Kelp DAO Blames LayerZero, Moves rsETH to Chainlink
Kelp DAO says a 1-of-1 verifier approved by LayerZero led to a $292M April exploit of rsETH and will migrate its cross-chain protocol to Chainlink’s multi-validator CCIP.
Kelp DAO says a single-verifier configuration approved by LayerZero led to an April 18 exploit that drained roughly 116,500 rsETH, about $292 million. The protocol announced it will move rsETH’s cross-chain operations to Chainlink’s Cross-Chain Interoperability Protocol (CCIP), which requires multiple independent validators to approve transfers.
Kelp linked the attack to the Lazarus Group and said independent security firms, including SEAL 911 and Chainalysis, found evidence pointing to LayerZero infrastructure being breached. Kelp asserts the breach enabled fraudulent messages to be validated and caused roughly $300 million in losses across decentralized finance.
Kelp alleges LayerZero personnel approved a 1-of-1 verifier setup for the rsETH bridge and did not warn developers that the configuration posed heightened risk. A single-verifier system relies on one signer to validate cross-chain messages, and Kelp says attackers compromised RPC nodes used by that verifier to feed altered data and approve fake transfers.

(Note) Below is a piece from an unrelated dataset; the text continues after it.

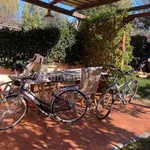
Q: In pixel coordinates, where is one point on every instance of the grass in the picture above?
(142, 144)
(143, 93)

LayerZero disputed Kelp’s characterization, describing the incident as isolated to Kelp’s rsETH application and attributing the failure to that application’s use of a single-verifier setup rather than LayerZero’s recommended multi-verifier model. After the exploit, LayerZero announced it would stop signing or attesting messages for applications using a 1-1 DVN configuration.
Kelp rejects the description of the issue as an isolated application-level error, saying it followed LayerZero documentation and default settings and that similar single-verifier configurations were widespread across the ecosystem.
Kelp plans to migrate rsETH’s cross-chain protocol to Chainlink CCIP. Chainlink’s chief business officer offered support to work with Kelp DAO to secure the migration and implement multi-validator approvals.
About $71 million in funds tied to the exploit were frozen on the Arbitrum network and are the subject of litigation in U.S. federal court in New York. That legal case concerns the status and possible recovery of those assets after the hack.
rsETH is an Ethereum staking derivative that lets users move staked ether across blockchains using cross-chain bridges. Bridge security depends on how many independent parties sign or attest to messages: multi-verifier systems require several attestations before a transfer executes, while single-verifier setups place that trust in one signer. The parties involved continue to dispute responsibility for the configuration and the cause of the breach as the protocol proceeds with the migration to CCIP.